Absolutely, mind-bendingly, incurably miserable. Janet is dead and Jack O'Neill might as well be dead and Daniel has just been accumulating losses and at some point he'll just have to crack and Teal'c is having an identity crisis and Airman Parker just lost his father to cancer and Lieutenant Patterson is suffering from a mental breakdown and according to Mackenzie will never go back to the field, even when they start sending teams through the Gate again. And the Stargate, the beautiful betrayer, gateway to the heavens, thief of lovers, friends, lives, stands silent and immobile, iris sealed over her gaping cavern, watched by a few bored airmen.
Sam turns down the tab on her zipper. Somehow, even though she is only wearing beige slacks and a white cotton bra and is so far out of her home territory that she might as well be on another planet, Weir looks like she's in control, and Sam is jealous, because even though she is fully dressed, she is not in charge of this situation. Tactically, she has just made a terrible blunder, lost territory to the enemy. The enemy is everyone else, everyone who isn't SGC, who isn't part of her family.
She finds a rain slicker folded up in the bottom of a filing cabinet and doesn't question who put it there.
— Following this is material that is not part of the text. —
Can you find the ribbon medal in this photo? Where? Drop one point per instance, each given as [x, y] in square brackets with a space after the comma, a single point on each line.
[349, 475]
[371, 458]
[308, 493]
Serendipity works mysteriously at the SGC, just as the rules that apply to the rest of the Air Force don't seem to have jurisdiction here, while there are unwritten codes of etiquette that wouldn't make sense at any other command. She wouldn't be surprised if the rules of physics she has discovered and outlined and annotated here don't even apply in the outside world. She brings the rain slicker to Weir, hands it to her without a word.
Somehow, Weir manages decorum, regality even, wearing a yellow rain slicker that's a size too big for her and carrying her omnipresent clipboard. Impulsively, Sam kisses her again, feels a slight twinge in the area of her groin. It's been so long since she's been fucked properly, she's not sure she's even capable of the proper responses. She considers trying to explain this to Weir, but the look on her face is one of distant dignity. She lets Weir leave first, stays to examine the newly formed potshards on the dusty floor. She wonders if Daniel will be upset, and hopes he will be. She hasn't seen him in awhile.
"You're all welcome to take some paid leave while things get straightened out."
"Thank you, ma'am," from Sam, silence from Teal'c, and, "Thanks, I think I will," from Daniel.
Sam has been on pins and needles, waiting for something to happen, for someone to say something, for Hammond or O'Neill or Weir to tell her to pull herself together, but no one has said anything, and now she's sitting on the floor of this abandoned storage room, biting back tears, because she doesn't know how to deal with it anymore, doesn't know how to raise Cassie and mourn Janet and calculate planetary alignment and command SG-1, how to be a friend and a soldier and a woman and dammit, she needs to stop feeling sorry for herself and taking stupid risks.
If only she could stop thinking for a minute.